I agree with you on the general pointlessness of client hashing, though, and oh what a world if we had pub-priv keys for authentication instead of passwords...


> I've heard the "additional hashing weakens the credentials" line since I started programming, but no one ever bothers to link a citation

The main issue is that security analysis is non-trivial due to the interaction of their security guarantees. The end-result is effectively a new hashing algorithm. Figuring out the properties of this new algorithm requires a new cryptoanalysis (which is more than just avalanche tests).

> It also flies in the face of common in-practice schemes (pre-bcrypt) like doing n rounds of sha256. There should be no real problem with doing the first round on the client.

Old practices are deprecated for good reason, primarily due to flaws. Looking at what we used to do it not that useful.

The main problem is that it's not just "n rounds". The hash on the client must be salted, and it must be salted uniquely for that credential set, and must use a different salt from the backend hash. Plenty of ways to mess this up, and that's before we're even consider the implementation details of salting.

Then comes the interactions between likely different hashes. All in all, it's pretty complicated.

> I agree with you on the general pointlessness of client hashing, though, and oh what a world if we had pub-priv keys for authentication instead of passwords...

Especially with the only sensible procedure being password managers, it's silly we don't have asymmetric authentication. :(


> The additional hashing weakens the credentials.

If it's true, the attacker just has to do additional hashings to crack the password.


I'd like to highlight that "passively listening" was written intentionally.
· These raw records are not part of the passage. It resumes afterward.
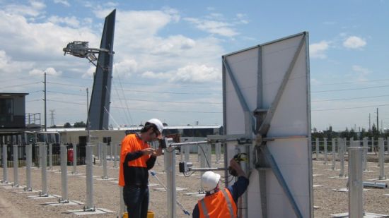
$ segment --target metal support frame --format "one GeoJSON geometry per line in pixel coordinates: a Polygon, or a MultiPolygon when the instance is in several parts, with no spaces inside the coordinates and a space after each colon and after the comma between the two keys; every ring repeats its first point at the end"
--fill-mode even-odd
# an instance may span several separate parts
{"type": "Polygon", "coordinates": [[[62,195],[58,202],[60,203],[69,203],[68,185],[67,185],[67,149],[66,145],[61,145],[61,182],[62,195]]]}
{"type": "Polygon", "coordinates": [[[13,145],[13,183],[12,186],[19,187],[19,176],[18,173],[18,145],[13,145]]]}

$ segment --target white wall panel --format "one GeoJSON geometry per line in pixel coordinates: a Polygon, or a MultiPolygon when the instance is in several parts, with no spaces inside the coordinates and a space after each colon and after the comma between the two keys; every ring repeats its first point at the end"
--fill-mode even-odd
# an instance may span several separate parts
{"type": "MultiPolygon", "coordinates": [[[[223,71],[225,77],[225,133],[227,135],[245,134],[244,108],[231,82],[227,66],[231,68],[238,90],[252,114],[257,107],[259,97],[262,97],[262,108],[270,108],[294,57],[297,56],[267,135],[283,138],[268,142],[267,146],[303,217],[313,214],[308,42],[308,33],[302,32],[225,55],[226,64],[223,64],[223,71]],[[298,51],[301,42],[303,46],[298,51]],[[262,75],[260,84],[262,86],[262,91],[258,84],[260,75],[262,75]]],[[[228,159],[236,153],[235,144],[228,143],[228,159]]],[[[248,217],[260,217],[260,180],[257,170],[252,171],[250,180],[248,215],[248,217]]],[[[266,186],[268,217],[294,217],[291,203],[272,170],[266,171],[266,186]]]]}

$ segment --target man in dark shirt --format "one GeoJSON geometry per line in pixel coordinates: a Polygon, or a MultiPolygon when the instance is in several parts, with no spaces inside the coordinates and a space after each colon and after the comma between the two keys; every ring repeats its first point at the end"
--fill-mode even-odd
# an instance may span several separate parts
{"type": "Polygon", "coordinates": [[[236,202],[247,190],[249,180],[240,165],[233,159],[230,161],[230,166],[236,171],[238,181],[226,190],[219,188],[220,175],[212,171],[203,174],[202,186],[206,191],[205,197],[194,206],[193,218],[205,217],[206,215],[210,218],[236,217],[236,202]]]}

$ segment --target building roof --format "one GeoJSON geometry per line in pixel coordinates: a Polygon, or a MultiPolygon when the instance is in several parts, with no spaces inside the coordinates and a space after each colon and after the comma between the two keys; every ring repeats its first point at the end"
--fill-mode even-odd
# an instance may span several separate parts
{"type": "MultiPolygon", "coordinates": [[[[199,128],[219,128],[221,125],[203,125],[203,126],[165,126],[163,129],[199,129],[199,128]]],[[[141,130],[143,126],[127,126],[127,127],[114,127],[108,131],[138,131],[141,130]]],[[[83,131],[85,128],[47,128],[48,132],[74,132],[83,131]]],[[[95,130],[91,130],[95,131],[95,130]]]]}
{"type": "Polygon", "coordinates": [[[0,96],[1,97],[27,95],[28,95],[28,93],[0,92],[0,96]]]}

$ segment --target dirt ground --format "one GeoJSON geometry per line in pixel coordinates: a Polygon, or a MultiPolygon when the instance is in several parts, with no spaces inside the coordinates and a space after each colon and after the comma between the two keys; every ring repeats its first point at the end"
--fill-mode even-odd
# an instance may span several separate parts
{"type": "MultiPolygon", "coordinates": [[[[376,156],[369,155],[369,160],[376,160],[376,156]]],[[[328,155],[327,164],[323,161],[323,155],[320,155],[319,160],[315,160],[315,155],[313,155],[313,205],[315,217],[330,217],[330,214],[347,212],[348,211],[348,194],[347,192],[336,192],[332,189],[346,188],[347,179],[339,178],[338,170],[331,170],[332,162],[328,155]]],[[[177,162],[181,159],[176,157],[177,162]]],[[[190,161],[194,166],[199,166],[197,155],[191,155],[190,161]]],[[[222,164],[215,164],[215,157],[212,157],[212,166],[221,167],[222,164]]],[[[221,163],[223,163],[221,160],[221,163]]],[[[339,162],[337,162],[336,169],[339,169],[339,162]]],[[[96,208],[103,208],[112,211],[103,214],[88,215],[93,217],[117,217],[120,215],[120,188],[117,186],[118,168],[112,168],[113,162],[108,162],[108,174],[109,180],[98,180],[103,175],[103,167],[96,164],[93,167],[93,205],[96,208]]],[[[163,183],[166,183],[166,174],[164,173],[163,157],[157,159],[157,164],[153,169],[156,172],[156,176],[163,183]]],[[[347,173],[347,162],[345,164],[344,171],[347,173]]],[[[49,195],[62,195],[61,174],[59,166],[54,166],[54,170],[47,171],[47,190],[49,195]]],[[[73,170],[72,166],[68,166],[68,172],[73,170]]],[[[85,176],[86,166],[77,166],[79,174],[68,174],[68,195],[69,200],[77,200],[86,202],[86,182],[85,176]]],[[[18,168],[19,184],[25,186],[25,167],[18,168]]],[[[385,175],[389,175],[389,166],[385,165],[385,175]]],[[[13,169],[8,168],[8,180],[13,181],[13,169]]],[[[364,173],[364,181],[376,178],[379,175],[379,169],[376,162],[368,162],[368,171],[364,173]]],[[[3,169],[0,168],[0,179],[3,179],[3,169]]],[[[41,169],[32,169],[32,186],[33,190],[41,190],[41,169]]],[[[155,217],[166,217],[166,193],[154,188],[161,188],[156,178],[150,175],[150,204],[149,210],[155,214],[155,217]]],[[[388,181],[380,181],[388,183],[388,181]]],[[[185,177],[178,172],[177,166],[176,183],[178,187],[186,188],[177,192],[177,199],[184,209],[192,214],[193,207],[202,196],[187,195],[185,193],[196,193],[199,189],[199,173],[194,173],[190,177],[185,177]]],[[[53,206],[45,205],[45,202],[58,201],[58,198],[32,199],[28,195],[37,195],[37,193],[22,192],[23,188],[8,188],[10,184],[0,183],[0,217],[80,217],[79,215],[69,213],[68,210],[82,210],[83,205],[53,206]]],[[[370,188],[364,191],[364,209],[366,212],[389,214],[389,194],[388,189],[370,188]]],[[[178,205],[177,217],[189,217],[178,205]]]]}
As soon as an attacker becomes active, he's at an incomparably higher risk of being detected.


If TLS is broken, the world has bigger problems. And then they could simply intercept the session cookie either way.


The session cookie isn’t a potentially reused human-readable string though. The password is.


If TLS was broken, I would always be able to get your password by just removing the hashing from the login page. I'd also be able to modify all legitimate requests, and be able to obtain your genuine login tokens for any site.


That requires an active attack though. Yes, that’s always possible if TLS is broken, but it takes more work and is detectable. (Not saying it’s easy to detect, but it’s detectable in theory, where passive sniffing is not.)


If TLS is broken, you lose all message authentication, rendering tampering entirely undetectable.

Passive sniffing requires the same attack vector, and the idea of an attacker only utilizing passive attacks makes no sense.

The point is that additional hashing designed for the premise of "broken TLS" fails the thread model test: It is pointless, as the only time it is applicable is when everything is fallen apart.


TLS itself doesn't have to be broken to have an interceptor.


If your machine has TLS being intercepted nothing matters anymore. That would be the equivalent of having a keylogger installed. There's no point in trying to protect such a client anymore, it's game over then.


Passive interception happens. Especially when you're using a cipher that isn't forward-secure; a breach of the server could allow it to decrypt previous sessions.